El miedo en las zonas históricamente azotadas por la violencia en Colombia tiene resultados muy reales, haya o no pruebas materiales de los daños. En el caso del Caquetá afecta, entre otras cosas, las iniciativas de desminado humanitario como las que desarrolla Ayuda Popular Noruega (APN) en el municipio de Milán.

Leidy Vargas, oficial de operaciones de estudio no técnico de la APN en la zona, explica que en el departamento se pueden ver las diferentes caras de la actual situación de seguridad en Colombia. “En un solo departamento hay dinámicas totalmente diferentes en tres municipios, y eso que no están muy lejos geográficamente”.

Se refiere a los municipios de Morelia, Milán y Cartagena del Chairá, que le fueron asignados a esta organización civil para que fueran desminados.

En Morelia, después de hacer el estudio no técnico, no se identificaron áreas con sospecha de presencia de minas antipersonales.

La comunidad explicó que vivieron el conflicto, pero nunca se vieron afectados por artefactos explosivos, por lo que allí la situación de seguridad parece no presentar amenazas inminentes. “Esperamos que pronto podamos hacer entrega del municipio como libre de sospecha de minas”.

Otro es el escenario en Milán, un municipio donde se han encontrado áreas con presencia confirmada de artefactos explosivos y áreas con sospecha. “Tenemos sectores de despeje que están activos y sectores a los que no hemos podido llegar por temas de seguridad”.

Aunque en Milán el proceso de desminado ha podido avanzar, hay algunos aspectos que se han demorado por diferentes razones; la más grave es la presión de grupos armados, que impide que se descontamine la zona.

Por su parte, en Cartagena del Chairá, la APN no ha podido ni siquiera hacer un enlace con la Alcaldía por motivos de seguridad. “Nosotros quisiéramos ir a Cartagena del Chairá porque es un municipio grande que tiene mucha información sobre afectación por minas. Si pudiéramos entrar tendríamos mucho trabajo”, dice Leidy.

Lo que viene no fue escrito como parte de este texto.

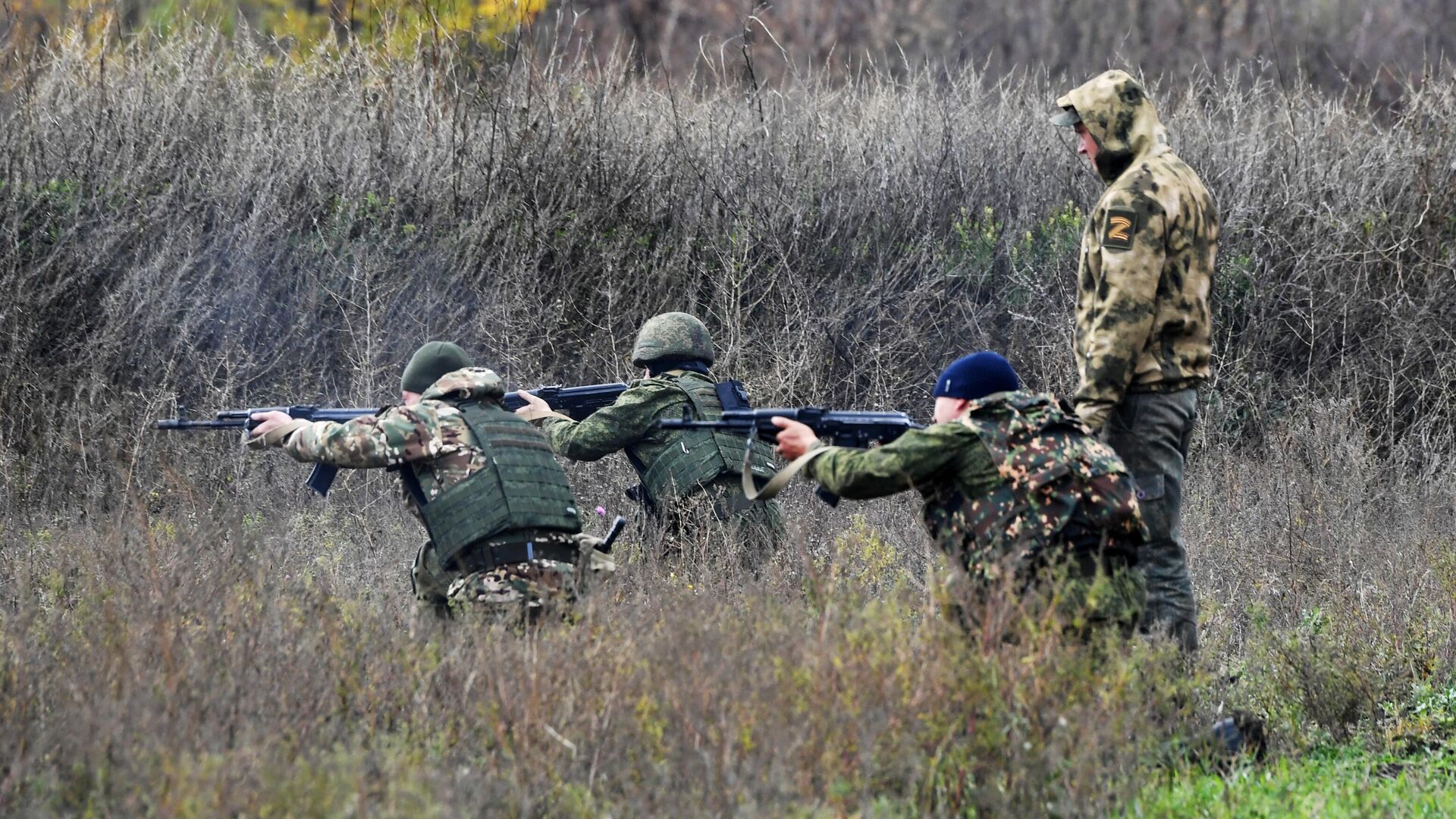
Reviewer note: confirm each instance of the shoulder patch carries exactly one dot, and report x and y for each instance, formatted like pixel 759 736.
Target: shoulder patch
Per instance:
pixel 1119 229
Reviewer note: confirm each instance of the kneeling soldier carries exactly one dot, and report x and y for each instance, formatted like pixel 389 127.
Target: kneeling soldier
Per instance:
pixel 504 529
pixel 676 466
pixel 1015 487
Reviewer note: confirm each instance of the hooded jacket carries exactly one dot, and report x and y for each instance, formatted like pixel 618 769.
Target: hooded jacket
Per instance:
pixel 1147 254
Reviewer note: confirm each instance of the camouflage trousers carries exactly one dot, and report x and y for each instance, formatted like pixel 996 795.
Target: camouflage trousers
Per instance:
pixel 516 594
pixel 1152 431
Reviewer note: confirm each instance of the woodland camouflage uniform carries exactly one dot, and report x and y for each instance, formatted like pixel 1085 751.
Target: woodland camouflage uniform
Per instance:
pixel 1018 487
pixel 1144 321
pixel 688 475
pixel 435 439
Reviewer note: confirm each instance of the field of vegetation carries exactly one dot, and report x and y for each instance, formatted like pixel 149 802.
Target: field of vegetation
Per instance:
pixel 199 221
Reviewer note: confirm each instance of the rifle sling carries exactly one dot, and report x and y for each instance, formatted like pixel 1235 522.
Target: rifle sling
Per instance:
pixel 780 480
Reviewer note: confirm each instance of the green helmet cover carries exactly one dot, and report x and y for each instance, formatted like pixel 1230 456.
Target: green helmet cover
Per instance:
pixel 430 362
pixel 673 335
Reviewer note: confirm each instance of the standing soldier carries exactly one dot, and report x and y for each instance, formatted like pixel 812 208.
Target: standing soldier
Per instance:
pixel 674 465
pixel 1142 335
pixel 1015 487
pixel 504 529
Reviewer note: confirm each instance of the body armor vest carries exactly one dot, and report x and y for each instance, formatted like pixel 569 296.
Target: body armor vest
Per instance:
pixel 1060 484
pixel 698 458
pixel 520 487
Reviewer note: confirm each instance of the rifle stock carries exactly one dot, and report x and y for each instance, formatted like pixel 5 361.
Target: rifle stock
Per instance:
pixel 576 401
pixel 840 428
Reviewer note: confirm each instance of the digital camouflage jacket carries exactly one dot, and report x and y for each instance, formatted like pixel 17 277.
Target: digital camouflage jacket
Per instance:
pixel 629 426
pixel 1147 254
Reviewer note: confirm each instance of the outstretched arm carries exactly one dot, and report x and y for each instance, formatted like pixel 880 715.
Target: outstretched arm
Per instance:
pixel 395 436
pixel 606 430
pixel 899 465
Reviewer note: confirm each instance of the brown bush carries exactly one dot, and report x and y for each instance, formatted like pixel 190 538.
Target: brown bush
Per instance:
pixel 187 632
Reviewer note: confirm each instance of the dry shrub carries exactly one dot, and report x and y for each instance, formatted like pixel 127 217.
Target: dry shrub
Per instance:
pixel 187 632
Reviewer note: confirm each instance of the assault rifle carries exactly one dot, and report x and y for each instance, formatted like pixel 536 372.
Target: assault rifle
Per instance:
pixel 837 428
pixel 576 401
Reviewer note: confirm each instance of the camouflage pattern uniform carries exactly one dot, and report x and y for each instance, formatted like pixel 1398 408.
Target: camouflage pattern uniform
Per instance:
pixel 435 439
pixel 689 477
pixel 1014 485
pixel 628 426
pixel 1144 322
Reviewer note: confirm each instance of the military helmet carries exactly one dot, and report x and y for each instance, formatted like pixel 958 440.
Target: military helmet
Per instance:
pixel 673 335
pixel 430 362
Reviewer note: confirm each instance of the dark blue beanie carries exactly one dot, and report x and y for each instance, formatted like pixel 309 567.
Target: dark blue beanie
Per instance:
pixel 977 376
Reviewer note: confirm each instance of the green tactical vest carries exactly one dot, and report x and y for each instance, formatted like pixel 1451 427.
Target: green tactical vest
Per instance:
pixel 698 458
pixel 522 487
pixel 1053 468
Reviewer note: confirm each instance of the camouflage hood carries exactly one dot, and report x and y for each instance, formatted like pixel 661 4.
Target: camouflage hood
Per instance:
pixel 469 384
pixel 1123 121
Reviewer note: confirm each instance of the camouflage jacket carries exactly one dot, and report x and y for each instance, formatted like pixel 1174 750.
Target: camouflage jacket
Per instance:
pixel 1147 254
pixel 1003 480
pixel 629 426
pixel 431 431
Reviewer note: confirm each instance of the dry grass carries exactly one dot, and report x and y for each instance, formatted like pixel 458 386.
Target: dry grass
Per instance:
pixel 185 632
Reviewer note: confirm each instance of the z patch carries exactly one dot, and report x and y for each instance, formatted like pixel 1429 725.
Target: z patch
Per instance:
pixel 1122 224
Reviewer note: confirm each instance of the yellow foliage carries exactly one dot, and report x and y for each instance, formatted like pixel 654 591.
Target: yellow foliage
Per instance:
pixel 299 27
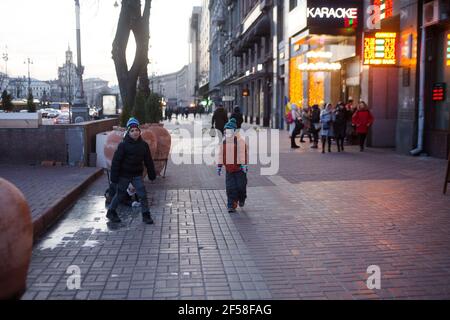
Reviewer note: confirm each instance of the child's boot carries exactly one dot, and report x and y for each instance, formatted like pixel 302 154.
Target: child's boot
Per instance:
pixel 113 216
pixel 147 218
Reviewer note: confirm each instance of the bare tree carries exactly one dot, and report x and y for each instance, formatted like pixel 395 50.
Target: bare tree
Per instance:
pixel 132 19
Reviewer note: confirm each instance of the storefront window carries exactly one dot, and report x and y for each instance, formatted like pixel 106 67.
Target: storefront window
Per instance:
pixel 316 88
pixel 296 82
pixel 441 110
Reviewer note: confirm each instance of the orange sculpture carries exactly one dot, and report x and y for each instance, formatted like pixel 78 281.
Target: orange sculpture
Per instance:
pixel 16 241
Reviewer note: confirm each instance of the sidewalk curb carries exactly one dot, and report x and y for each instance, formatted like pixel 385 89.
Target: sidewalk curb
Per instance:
pixel 47 219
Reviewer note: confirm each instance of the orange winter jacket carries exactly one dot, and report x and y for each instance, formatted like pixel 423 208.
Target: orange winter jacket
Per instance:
pixel 232 154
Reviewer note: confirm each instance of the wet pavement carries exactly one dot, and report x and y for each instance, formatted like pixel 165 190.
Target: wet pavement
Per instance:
pixel 309 232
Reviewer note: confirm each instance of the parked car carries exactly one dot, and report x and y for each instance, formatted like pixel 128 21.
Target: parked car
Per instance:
pixel 50 113
pixel 63 118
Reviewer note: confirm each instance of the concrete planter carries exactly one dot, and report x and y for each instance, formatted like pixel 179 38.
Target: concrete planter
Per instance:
pixel 16 241
pixel 20 120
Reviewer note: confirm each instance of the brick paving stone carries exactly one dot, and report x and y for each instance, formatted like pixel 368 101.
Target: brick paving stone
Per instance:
pixel 310 232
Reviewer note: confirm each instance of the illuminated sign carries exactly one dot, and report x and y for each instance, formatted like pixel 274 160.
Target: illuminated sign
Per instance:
pixel 334 17
pixel 320 66
pixel 439 91
pixel 448 50
pixel 380 49
pixel 386 8
pixel 335 13
pixel 319 54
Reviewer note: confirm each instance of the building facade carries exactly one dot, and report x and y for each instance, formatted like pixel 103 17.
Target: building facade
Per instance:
pixel 93 90
pixel 173 87
pixel 204 49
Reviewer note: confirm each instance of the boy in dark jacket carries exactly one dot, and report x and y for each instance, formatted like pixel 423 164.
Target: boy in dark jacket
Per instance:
pixel 233 155
pixel 127 167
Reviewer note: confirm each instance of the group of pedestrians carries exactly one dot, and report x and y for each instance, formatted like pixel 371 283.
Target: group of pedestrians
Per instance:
pixel 340 123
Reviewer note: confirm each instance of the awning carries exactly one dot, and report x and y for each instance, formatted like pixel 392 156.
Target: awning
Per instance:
pixel 260 28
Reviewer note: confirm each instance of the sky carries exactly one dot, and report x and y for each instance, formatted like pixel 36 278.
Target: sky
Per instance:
pixel 42 30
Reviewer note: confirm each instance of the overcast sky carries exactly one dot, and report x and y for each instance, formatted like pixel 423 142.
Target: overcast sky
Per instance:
pixel 42 30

La tensión en la región es perceptible. Al llegar a la zona rural de Milán es muy fácil notar una cierta desconfianza hacia cualquier actor externo. Antes de cualquier conversación los habitantes de la zona preguntan varias veces quién lo entrevista y qué hace allá, así la persona haya sido presentada por alguien de confianza.

“Cuando vimos llegar a los desminadores sentimos tensión. Entonces uno lo primero que se pregunta es qué beneficios nos traerá y qué problemas porque así es que uno aprende a pensar”, dice un habitante de la zona que prefiere mantener reservado su nombre. Ese tipo de cálculo mental es el que las comunidades hacen en todo momento, con cada palabra.

El miedo de muchos caqueteños tiene explicaciones históricas. Este departamento fue un fortín de la guerrilla de las FARC desde la década de los 80. Durante ese tiempo, el Frente 14 de esa guerrilla desarrolló una relación con las comunidades, así como una estrategia de guerra clara y una amplia experiencia en el negocio de la coca. (I)

En la actualidad hay riesgo de minas en 663 municipios, es decir en cerca del 60 por ciento del país.